Intensified processes for CO2 conversion to sustainable synthetic fuels

Developing intensified catalytic processes for CO2 conversion may drive their implementation at CO2-producing sites, counteracting current practices of emitting CO2 and waste gases. Converting CO2 to synthetic fuels is a win-win scenario as they are used as sustainable aviation fuel.

A leading technology to convert CO2 to synthetic fuels proceeds indirectly via Reverse Water Gas Shift (RWGS) and Fischer-Tropsch Synthesis (FTS). CO2 is first reduced to CO via RWGS and then converted to hydrocarbons via FTS.

Based on current chemical engineering practices, four unit operations (two reactors and two intermediate separations) are required.

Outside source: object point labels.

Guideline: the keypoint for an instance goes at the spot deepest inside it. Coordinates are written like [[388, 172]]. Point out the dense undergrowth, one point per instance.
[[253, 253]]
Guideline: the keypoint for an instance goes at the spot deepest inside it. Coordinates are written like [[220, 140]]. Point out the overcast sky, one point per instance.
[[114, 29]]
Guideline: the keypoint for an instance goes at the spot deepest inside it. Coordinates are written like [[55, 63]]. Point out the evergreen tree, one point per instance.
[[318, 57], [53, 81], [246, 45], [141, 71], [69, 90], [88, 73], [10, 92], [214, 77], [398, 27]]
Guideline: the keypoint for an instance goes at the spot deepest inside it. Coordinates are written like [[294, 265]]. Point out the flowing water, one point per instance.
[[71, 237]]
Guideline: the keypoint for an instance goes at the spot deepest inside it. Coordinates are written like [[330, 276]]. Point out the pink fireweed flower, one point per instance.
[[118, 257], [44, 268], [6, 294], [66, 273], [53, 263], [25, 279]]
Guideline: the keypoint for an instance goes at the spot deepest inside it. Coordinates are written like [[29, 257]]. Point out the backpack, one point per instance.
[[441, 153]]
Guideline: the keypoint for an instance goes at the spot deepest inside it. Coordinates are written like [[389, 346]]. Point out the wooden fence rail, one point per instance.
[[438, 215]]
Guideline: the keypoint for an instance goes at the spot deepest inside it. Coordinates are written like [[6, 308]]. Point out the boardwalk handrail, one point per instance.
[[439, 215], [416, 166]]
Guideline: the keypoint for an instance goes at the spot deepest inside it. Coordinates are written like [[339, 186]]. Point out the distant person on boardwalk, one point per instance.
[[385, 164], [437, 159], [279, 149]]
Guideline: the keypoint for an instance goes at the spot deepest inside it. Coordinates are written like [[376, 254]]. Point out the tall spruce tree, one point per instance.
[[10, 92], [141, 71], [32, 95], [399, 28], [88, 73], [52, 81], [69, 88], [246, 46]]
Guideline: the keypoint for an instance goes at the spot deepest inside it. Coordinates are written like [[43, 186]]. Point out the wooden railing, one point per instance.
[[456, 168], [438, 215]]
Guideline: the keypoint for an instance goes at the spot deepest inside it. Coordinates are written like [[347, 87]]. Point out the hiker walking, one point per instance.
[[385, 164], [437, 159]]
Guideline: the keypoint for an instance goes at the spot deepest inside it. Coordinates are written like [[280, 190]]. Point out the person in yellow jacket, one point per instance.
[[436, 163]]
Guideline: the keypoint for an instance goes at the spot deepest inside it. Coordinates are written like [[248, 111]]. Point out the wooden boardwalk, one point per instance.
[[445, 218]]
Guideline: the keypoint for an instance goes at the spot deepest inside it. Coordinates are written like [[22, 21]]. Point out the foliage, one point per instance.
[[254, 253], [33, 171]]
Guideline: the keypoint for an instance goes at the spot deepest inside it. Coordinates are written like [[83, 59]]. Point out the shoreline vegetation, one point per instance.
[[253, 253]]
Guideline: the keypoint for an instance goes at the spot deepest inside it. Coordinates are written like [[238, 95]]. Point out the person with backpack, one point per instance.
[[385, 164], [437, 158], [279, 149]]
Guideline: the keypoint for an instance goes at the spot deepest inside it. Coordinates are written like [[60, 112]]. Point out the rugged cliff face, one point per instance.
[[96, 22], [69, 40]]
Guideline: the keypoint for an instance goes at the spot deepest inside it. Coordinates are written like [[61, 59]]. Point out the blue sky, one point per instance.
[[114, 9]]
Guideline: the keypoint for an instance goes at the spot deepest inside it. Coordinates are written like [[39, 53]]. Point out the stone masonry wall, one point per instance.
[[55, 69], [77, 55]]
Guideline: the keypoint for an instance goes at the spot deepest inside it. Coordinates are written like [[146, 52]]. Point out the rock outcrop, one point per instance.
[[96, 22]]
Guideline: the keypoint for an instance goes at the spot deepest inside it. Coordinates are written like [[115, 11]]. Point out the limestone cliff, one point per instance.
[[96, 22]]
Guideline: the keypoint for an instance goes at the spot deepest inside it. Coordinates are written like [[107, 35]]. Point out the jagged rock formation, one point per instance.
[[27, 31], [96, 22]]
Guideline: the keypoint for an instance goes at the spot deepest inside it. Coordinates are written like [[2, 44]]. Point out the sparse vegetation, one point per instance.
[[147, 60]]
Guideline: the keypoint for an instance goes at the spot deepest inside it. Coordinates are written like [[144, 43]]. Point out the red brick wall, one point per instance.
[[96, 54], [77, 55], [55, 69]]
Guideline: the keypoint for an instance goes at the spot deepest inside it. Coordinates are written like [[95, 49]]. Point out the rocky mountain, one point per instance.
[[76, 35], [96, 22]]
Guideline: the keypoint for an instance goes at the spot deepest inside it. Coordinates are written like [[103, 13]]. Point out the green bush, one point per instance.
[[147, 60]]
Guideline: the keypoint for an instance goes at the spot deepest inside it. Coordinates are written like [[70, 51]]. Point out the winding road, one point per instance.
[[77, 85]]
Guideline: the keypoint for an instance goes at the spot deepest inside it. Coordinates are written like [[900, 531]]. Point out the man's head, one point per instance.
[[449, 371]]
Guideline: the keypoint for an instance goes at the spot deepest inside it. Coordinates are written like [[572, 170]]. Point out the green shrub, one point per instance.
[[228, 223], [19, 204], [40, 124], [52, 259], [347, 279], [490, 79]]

The ambition of the IntensifiedCO2 technology is to intensify the current practice through the reduction of unit operations, without compromising on selectivity towards synthetic fuels.

The objectives are to eliminate two separation units for CO2 and H2O and to consolidate two reactors into a single bifunctional (RWGS and FTS) reactor.

As such, the IntensifiedCO2 technology will be the first demonstration of metallic cobalt catalysts ‘converting’ CO2 to synthetic fuels in a single reactor. Metallic cobalt catalysts are industrial FTS catalysts, but produce mainly methane from CO2.

Attempts thus far on tuning cobalt phases to attain synthetic fuels are unsuccessful, signalling the need for a radical strategy as proposed in IntensifiedCO2.

My innovative approach involves coaxing a metallic cobalt FTS catalyst to disregard the presence of CO2 and H2O within the reactor, ensuring its catalytic performance mirrors that of synthesis gas (a mixture of CO and H2) conditions.

Ideally, undesired species stay in the reactor's mass transfer zone, while desired species interact in the catalyst's adsorption/reaction/desorption zone.

This concept of customising the catalyst’s environment in the reactor stands in stark contrast to the common approaches of tailoring catalyst material and active sites, signifying a paradigm shift in catalysis research.